Tuesday , June 09, 2015 - 8:19 AM



A French boxcar is in the train depot in Ogden and was given to us in remembrance of its use in the two world wars. In the first world war, it was used to transport troops and equipment to the battlefields. It would hold 40 men and eight mules. So it was called the Forty and Eight boxcar in both wars.

The mules were used to pull cannons, equipment and supplies around the battlefields. They used mules because they were easier to handle than horses and would not get as upset with shells going off in the battles. In World War II the Forty and Eights were also used, especially after D Day to transport troops and supplies to and in the battlefields. They were effective and important in many engagements of the war.
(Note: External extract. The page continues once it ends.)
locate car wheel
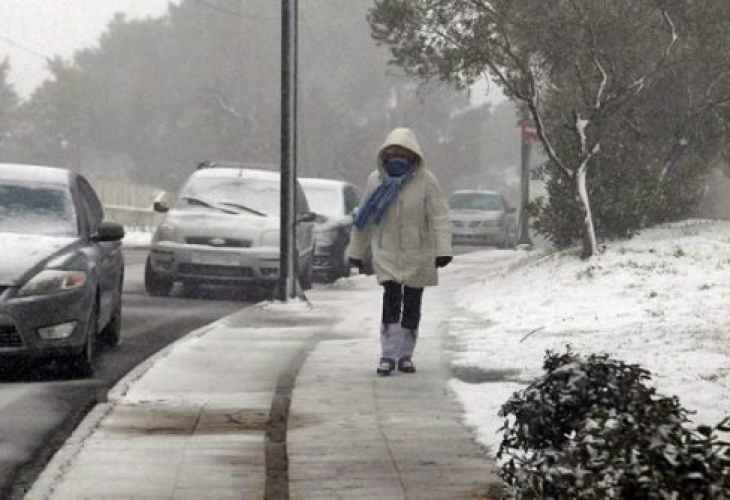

In 1944, when I went through the port of southern France, there was a fleet of U.S. ships in the harbor filled with railroad rolling stock of all kinds; boxcars, passenger cars, even a special car designed to be used by generals in charge of the invasion. We were put on the Forty and Eights pulled by worn-out engines. (It took four days to get up through France, the engines would quit and have to be repaired every few miles). All that beautiful equipment on those ships could not be used because some famous engineer did not realize the gauge (the distance between the rails) was not the same in France as it was in America. This was one of the famous economic mistakes of World War II.